The group has since used its advanced anti-aircraft capabilities, presumed to be the Saqr-1 or Saqr-2, to shoot down over a dozen U.S. MQ-9 drones since October 2023. 88 Each MQ-9 carries a price tag between $14 million and $30 million.89 The Houthis may have even used the Saqr, or some variation of it, to take the exceptionally provocative step of targeting an American F-16 in February 202590 despite the informal temporary ceasefire in place at that time.

The Assault on Israel and International Shipping

After Hamas’s October 7, 2023, attack on Israel, the Houthis initiated an aggressive campaign to target both Israeli territory and international shipping. On October 19, the group launched the first of many barrages of drones and missiles at Eilat.91 On November 14, Abdelmalik al-Houthi threatened to strike Israel-linked ships in the Red Sea.92 Several days later, the group hijacked the Galaxy Leader, a ship with partial Israeli ownership.93 The ship and its 25-member crew — mostly Philippine nationals, with no Israelis among them — remained in Houthi custody for an extended period and served as a “tourist attraction” 94 for the Houthi regime.95

Members of the Galaxy Leader’s crew sit on chairs while meeting a delegation of the International Red Cross on the ship in the Red Sea off Hodeidah, Yemen, on May 12, 2024. The vessel was taken over by the Houthis on November 19, 2023, including its multi-nationality 25 crew members. (Photo by Mohammed Hamoud/Getty Images)

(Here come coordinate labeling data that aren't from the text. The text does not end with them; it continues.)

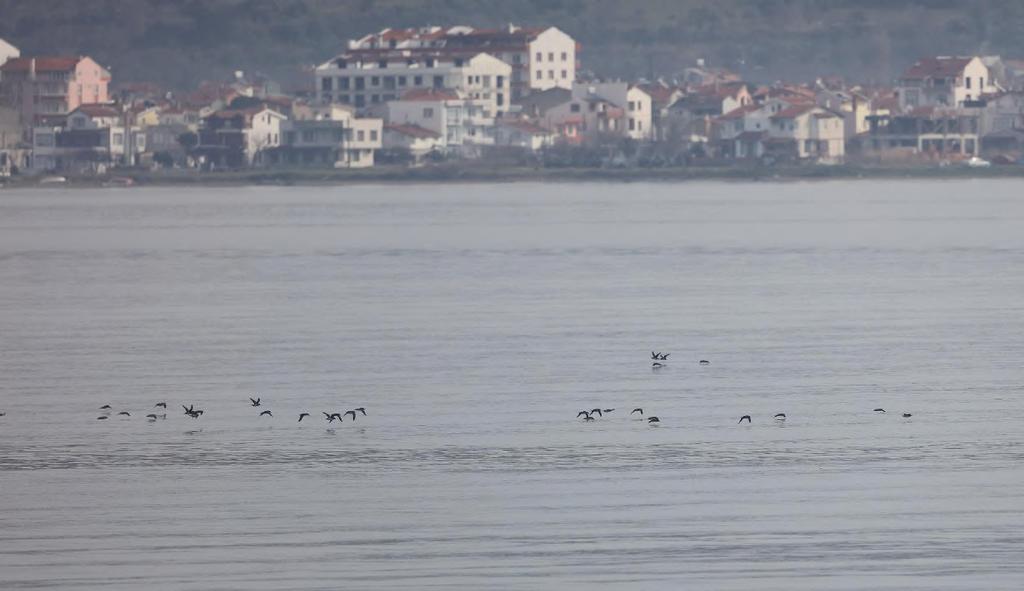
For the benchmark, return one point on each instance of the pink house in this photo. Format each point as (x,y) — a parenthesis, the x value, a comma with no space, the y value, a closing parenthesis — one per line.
(48,88)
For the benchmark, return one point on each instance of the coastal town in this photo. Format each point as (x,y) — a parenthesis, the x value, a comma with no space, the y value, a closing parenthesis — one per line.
(506,96)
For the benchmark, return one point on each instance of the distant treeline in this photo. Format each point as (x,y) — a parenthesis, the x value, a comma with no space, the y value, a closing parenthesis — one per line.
(178,43)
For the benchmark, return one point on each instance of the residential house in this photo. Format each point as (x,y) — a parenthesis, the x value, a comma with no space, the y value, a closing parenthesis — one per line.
(540,57)
(368,79)
(93,138)
(45,89)
(235,138)
(944,82)
(329,135)
(7,51)
(523,134)
(415,140)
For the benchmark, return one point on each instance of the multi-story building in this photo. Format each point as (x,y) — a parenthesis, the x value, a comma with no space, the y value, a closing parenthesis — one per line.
(371,78)
(7,51)
(944,82)
(462,122)
(46,89)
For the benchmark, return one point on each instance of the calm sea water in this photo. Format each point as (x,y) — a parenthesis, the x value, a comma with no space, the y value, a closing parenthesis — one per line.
(473,322)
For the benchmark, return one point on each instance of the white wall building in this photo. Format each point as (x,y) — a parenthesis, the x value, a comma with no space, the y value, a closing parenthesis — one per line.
(944,82)
(373,78)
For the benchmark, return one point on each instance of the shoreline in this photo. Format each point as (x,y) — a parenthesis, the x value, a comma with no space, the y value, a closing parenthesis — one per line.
(456,174)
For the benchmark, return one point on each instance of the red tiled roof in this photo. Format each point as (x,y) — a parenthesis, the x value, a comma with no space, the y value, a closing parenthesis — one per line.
(412,130)
(793,112)
(740,112)
(42,64)
(936,68)
(430,94)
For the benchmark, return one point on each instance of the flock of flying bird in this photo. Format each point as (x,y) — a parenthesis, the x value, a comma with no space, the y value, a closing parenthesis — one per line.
(656,364)
(192,411)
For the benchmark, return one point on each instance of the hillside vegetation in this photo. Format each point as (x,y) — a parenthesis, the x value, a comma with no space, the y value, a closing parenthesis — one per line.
(178,43)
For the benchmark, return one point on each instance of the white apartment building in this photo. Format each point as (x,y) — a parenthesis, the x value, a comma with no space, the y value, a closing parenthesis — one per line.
(944,82)
(7,51)
(540,57)
(372,78)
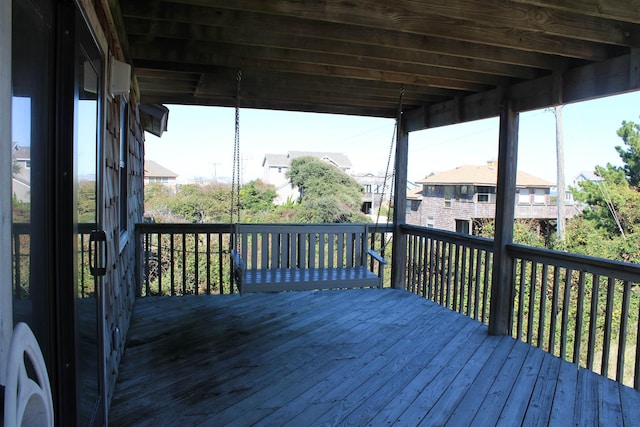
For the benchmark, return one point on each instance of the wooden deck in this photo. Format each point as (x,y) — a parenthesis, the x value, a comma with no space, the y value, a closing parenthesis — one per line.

The Houthis launched a second attempt to commandeer a commercial vessel in the Red Sea in late December 2023 when they sent four small boats to approach the Singapore-registered Maersk Hangzhou and force its surrender. However, U.S. forces sunk three of the Houthi boats as the fourth fled.96 Foiling that hijacking marked an initial success for “Operation Prosperity Guardian,” the U.S.-led coalition of around 20 countries launched days earlier to defend against Houthi disruption to international shipping in the Red Sea.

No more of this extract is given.